Fun with rate limiters

I've read this great article about Consistent Hashing: Algorithmic Tradeoffs.

It's really thorough. What especially caught my eye is @dgryski's workflow and approach to research. At the end of the article there's a list of repos, all Go implementations of research papers and algos for Caching and various flavors of Consistent Hashing.

This "just code the paper" approach is something that's been on my mind. It's a well known way to deepen one's understanting of a subject.

Hope I'd actually become more diligent and try it myself.

Some context

I've been trying to implement a rate limiting system for the largest system I've had the chance to work with so far. It's doing around 30-60k queries per second (QPS).

There are many algorithms for the task and many ways to build such a system. To name a few algos, there's Leaky Bucket, Token Bucket, Sliding window, Fixed window and others.

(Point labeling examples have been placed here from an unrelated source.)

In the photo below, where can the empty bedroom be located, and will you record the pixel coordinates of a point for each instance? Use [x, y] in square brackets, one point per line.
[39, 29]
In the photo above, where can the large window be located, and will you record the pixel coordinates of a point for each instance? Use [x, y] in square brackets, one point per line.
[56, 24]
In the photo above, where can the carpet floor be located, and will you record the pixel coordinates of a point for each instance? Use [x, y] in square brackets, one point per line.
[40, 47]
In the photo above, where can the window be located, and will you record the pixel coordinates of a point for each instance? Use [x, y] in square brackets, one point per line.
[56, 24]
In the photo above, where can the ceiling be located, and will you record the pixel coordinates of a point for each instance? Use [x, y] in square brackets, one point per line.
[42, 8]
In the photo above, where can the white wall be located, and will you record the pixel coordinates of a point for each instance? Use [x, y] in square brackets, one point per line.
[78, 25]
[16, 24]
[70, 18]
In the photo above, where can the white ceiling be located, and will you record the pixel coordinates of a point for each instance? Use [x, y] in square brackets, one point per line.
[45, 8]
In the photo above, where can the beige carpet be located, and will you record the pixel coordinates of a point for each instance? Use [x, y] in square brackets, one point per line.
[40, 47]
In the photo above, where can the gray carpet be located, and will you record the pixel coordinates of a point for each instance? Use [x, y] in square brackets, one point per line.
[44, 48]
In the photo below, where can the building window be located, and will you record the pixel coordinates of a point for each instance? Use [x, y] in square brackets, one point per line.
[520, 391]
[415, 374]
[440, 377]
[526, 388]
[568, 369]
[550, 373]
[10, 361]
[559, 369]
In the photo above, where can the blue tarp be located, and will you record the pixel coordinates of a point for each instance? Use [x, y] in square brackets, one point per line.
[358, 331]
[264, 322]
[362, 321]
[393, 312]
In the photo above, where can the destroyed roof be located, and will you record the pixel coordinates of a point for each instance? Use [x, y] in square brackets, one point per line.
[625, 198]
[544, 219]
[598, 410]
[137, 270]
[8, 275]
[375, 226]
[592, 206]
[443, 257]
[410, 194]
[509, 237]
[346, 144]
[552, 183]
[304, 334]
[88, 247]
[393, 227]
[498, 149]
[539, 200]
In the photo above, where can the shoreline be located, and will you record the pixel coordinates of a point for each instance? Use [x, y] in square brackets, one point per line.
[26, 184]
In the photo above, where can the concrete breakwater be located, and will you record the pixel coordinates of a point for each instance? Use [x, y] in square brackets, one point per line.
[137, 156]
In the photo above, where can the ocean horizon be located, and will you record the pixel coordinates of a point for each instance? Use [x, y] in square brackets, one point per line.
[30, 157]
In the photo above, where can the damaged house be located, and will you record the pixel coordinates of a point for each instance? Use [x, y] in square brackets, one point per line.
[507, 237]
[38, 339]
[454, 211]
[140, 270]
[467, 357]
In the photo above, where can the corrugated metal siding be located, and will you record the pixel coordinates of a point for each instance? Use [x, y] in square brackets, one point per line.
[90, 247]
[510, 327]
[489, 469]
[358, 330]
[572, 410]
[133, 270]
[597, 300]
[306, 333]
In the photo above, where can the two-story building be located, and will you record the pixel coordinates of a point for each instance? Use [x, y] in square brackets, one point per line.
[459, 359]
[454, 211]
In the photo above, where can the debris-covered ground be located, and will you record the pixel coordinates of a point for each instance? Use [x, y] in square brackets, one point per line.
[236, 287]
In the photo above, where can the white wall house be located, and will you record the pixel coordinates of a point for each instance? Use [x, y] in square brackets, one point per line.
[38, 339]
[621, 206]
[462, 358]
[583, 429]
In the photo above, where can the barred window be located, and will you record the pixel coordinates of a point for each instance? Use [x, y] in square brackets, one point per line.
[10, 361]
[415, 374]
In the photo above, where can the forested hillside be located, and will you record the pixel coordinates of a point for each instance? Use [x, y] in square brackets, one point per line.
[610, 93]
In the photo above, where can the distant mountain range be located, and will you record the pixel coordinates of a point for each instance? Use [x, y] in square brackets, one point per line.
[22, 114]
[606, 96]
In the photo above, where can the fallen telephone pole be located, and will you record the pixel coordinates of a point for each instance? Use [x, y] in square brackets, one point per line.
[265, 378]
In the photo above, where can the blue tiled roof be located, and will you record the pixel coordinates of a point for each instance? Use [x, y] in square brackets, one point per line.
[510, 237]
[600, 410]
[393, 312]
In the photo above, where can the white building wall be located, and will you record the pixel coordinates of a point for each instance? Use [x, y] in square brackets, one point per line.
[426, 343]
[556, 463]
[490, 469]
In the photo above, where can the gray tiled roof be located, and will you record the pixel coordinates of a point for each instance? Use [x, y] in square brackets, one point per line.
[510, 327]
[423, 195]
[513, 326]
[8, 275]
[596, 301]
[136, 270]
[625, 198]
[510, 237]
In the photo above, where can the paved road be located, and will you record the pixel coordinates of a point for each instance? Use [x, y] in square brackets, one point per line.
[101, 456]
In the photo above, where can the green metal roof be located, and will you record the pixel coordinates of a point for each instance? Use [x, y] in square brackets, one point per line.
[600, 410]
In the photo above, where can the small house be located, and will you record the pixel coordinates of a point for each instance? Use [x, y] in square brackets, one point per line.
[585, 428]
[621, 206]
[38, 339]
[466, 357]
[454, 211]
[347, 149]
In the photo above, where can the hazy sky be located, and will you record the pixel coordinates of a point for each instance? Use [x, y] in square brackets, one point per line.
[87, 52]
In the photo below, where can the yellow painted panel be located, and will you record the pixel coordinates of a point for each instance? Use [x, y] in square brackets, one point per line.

Software options that do this off-the-shelf: nginx, haproxy, kong (which is based on openresty that's nginx at core), envoy, etc.

If the available palette of software isn't ticking all the boxes, you can implement these algorithms yourself using a central store like Redis, a distributed store like Memcached, stream processing like Kinesis Analytics and many others.

Many implementations consist of key-value stores that track usage. You basically pick a set of parameters for which you want to track usage. That can be either a single param like (ip), (user_id) or multiple simoultaneous params for more granularity (user_id AND project_id).

You might also want to track usage over different time spans. Say I'm looking to track usage coming from an IP over 30 second intervals and only allow up to X queries in that frame, or maybe I also want to track usage per day for a user. To account for this, we'd also include the window size as part of the key so for each window size you have a different total requests count.

Wrapping up, imagine keys of the form window=30seconds;ip=1.2.3.4;user_id=foobar holding values like {hits: 500, max_allowed: 800, expires_at: 2021-01-30T10:51:42+02:00 }

One off-the-shelf ratelimiter: mailgun/gubernator

I've been playing with mailgun/gubernator which has quite a nice gRPC API. It can run in single node or cluster mode.

It's basically a distributed LRU cache that stores values computed by the ratelimiter algorithms that it implements. It's much inspired from Brad Fritzpatrick's groupcache.

It's able to shard the keyspace over multiple nodes using the Consistent Hashing algorithm.

It might seem pretty simple to implement an in-memory cache. It can be a simple map[Key]Value. Where it starts to show some difficulty is when you push performance. That's when more complex variants of a LRU cache become adequate, like dgraph's Ristretto. There's a really cool talk about how they achieve performance by minimizing locking so that threads can do their work fast without waiting on others to finish their business updating the store.

I couldn't get a 3-4-5 node cluster to ingest the 60k QPS with Gubernator. Initially i thought it's the cache mutex, but then I fixated on cross-node performance. Bummer, end of story so far, I'm taking a different approach for now.

What I ended up doing

The AHA! moment was running redis-benchmark and seeing RPS north of 600k-700k RPS. That should cover my needs for now. Lots.

So I went to Redis Cluster, managed in Elasticache.

The performance is stunning, just what you'd expect from redis: P50 sub millisecond, P95 < 5ms, P99 < 40ms at sustained traffic. Those values are measured on the client, so probably a bit increased due to client load.

It's also easy to scale your cluster: you can scale the shard count by adding master nodes and you can horizontally scale shards by setting the number of replicas.

There's some attention to give to consistency. Redis Cluster is not consistent, however that's not a detractor in a rate limiting application.

Connection pooling issues

Another thing to pay attention to is connection pooling. I've had the pleasure of seeing spikes of thousands of NewConnections (per sec? per min? don't remember), but those were problems on the client side, not Redis.

Keyword: connection churn. Cause: ContextTimeout.

Why? Client overload, go routines scheduled with significant delays, and contention on semaphores. All these issues are visible with pprof tracing.

A general solution, that applies in many other cases with microservices is Concurrency Limiting, or Adaptive Throttling. See what Netflix and Google have on this subject:

Netflix: concurrency limiting.
Google: https://sre.google/sre-book/handling-overload/ (see client-side throttling)

This section is worth a post of it's own. Until then,

Thanks for reading! 😄